Host and localities of Pseudaxine trachuri
| Family | Host species | Vernacular name of host fish | Locality | Region | Image |
|---|---|---|---|---|---|
| Carangidae | Trachurus trachurus | the Atlantic horse mackerel | Northern Mediterranean Sea Southern Mediterranean Sea Northern Atlantic Ocean Southern Atlantic Ocean Northern Pacific Ocean Indian Ocean Southern Pacific Ocean | Italy-France Tunisia-Algeria Plymouth-from Morocco to southwest Norway Morocco Japan Arabian Sea-Red Sea South China Sea | Trachurus trachurus |
| Carangidae | Trachurus novaezelandiae | The yellowtail horse mackerel | Southern Pacific Ocean | Ozero Tayanovo lake | Trachurus novaezelandiae |
| Carangidae | Trachurus mediterraneus | the mediterranean horse mackerel | Northern Mediterranean Sea | Turkey-France -Spain-Montenegro | Trachurus mediterraneus |
| Carangidae | Trachurus capensis | The cape horse mackerel | Indian Ocean Southern Pacific Ocean | Arabian Sea-Red Sea Southern China Sea | Trachurus capensis |
| Carangidae | Trachurus picturatus | The blue jack mackerel | Northern Atlantic Ocean | Portugal | Trachurus picturatus |
| Carangidae | Trachurus lathami | The rough scad | Southern Atlantic Ocean | Brazil | Trachurus lathami |
| Carangidae | Carangoides malabaricus | The Malabar trevally | Indian Ocean Southern Pacific Ocean | Arabian Sea-Red Sea Southern China Sea | Carangoides malabaricus |
| Carangidae | Carangoides sp.

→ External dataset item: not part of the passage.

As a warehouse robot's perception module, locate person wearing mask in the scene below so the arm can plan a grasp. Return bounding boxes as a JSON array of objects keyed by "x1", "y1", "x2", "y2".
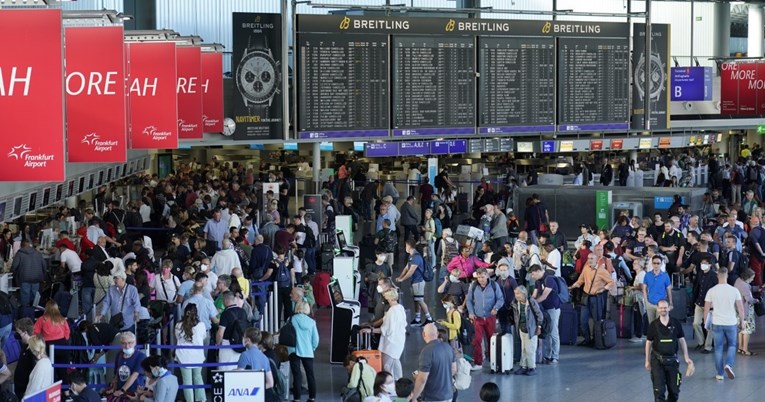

Caranx sp. |  | Indian Ocean Southern Pacific Ocean | Arabian Sea-Red Sea Southern China Sea |  |
| Scombridae | mackerel |  | Northern Atlantic Ocean | Plymouth |  |
| Sparidae | Boops boops | The bogue | Northern Mediterranean Sea Southern Mediterranean Sea Northern Atlantic Ocean | Italy-Spain Alboran Sea-Tunisia-Algeria Spain | Boops boops |

==Life history==

===Populations dynamics===
Pseudaxine trachuri infect young scads Trachurus trachurus when the 3 or 4 month-old fishes join the sea bottom in October. The monogenean matures in 3–4 months( exceptionally 1 month), and it lives for no longer that one year. Thus, Trachurus specimens pick up new monogeneans at their second year. During the summer months of July, August and September, only adult specimens of Pseudaxine trachuri are found on the gills of their hosts. On the other hand, young fish caught in May are infected by larvae, juveniles and adults. This is due to a temporary reproductive inactivity, leading to a cessation of infection. The reproductive inactivity is probably achieved by eggs entering a state of diapause or suspension of egg assembly itself may be suspended. This cessation of reproductive activity ‘anticipates’ a change in host behaviour, as young scads leave the bottom, where infection occurs, in July and become plankton feeders and thus migrate to look for pelagic-food-organisms. Thus the parasites avoid production of offspring when hosts are absent, and resume reproductive activity in August, ‘anticipating’ the return of potential hosts, young scad, to the sea bottom in October.The behavioural cycle of the host is orchestrated by hormonal changes, and these same changes regulate the parasites’ reproductive cycle.

===Larval development===
The oncomiracidium has 4 pairs of lateral hooks. its alimentary canal consists only of a mouth, pharynx, and a simple sacculate intestine. The oncomiracidium develops into a post-oncomiracidial larvae, bilaterally symmetrical, that loses the eyes and 4 pairs of lateral hooks and develops 2 pairs of small hooks. The alimentary canal of these larvae are provided with two buccal suckers, an intestine differentiated into an oesophagus that bifurcates into two branches. The walls of the oesophagus and the intestine are lined by pigment cells, resembling those found in adult Polyopisthocotylea, suggesting that the larvae also feed on blood.
During the next phase, the asymmetrical development takes place: clamps are added on one side of the posterior region of the body, with a complete absence of clamp development on the other side of the body. the number of clamps increases as the larva grows bigger, and at the 9-10 clamp stage, the penis sclerites appear. In the 10-12 clamp stage, the vitellaria develop with the intestinal branches, followed by the vitelline reservoir at the 13-16 clamp stage. The body continues to increase in length and in clamp's number until its maximum.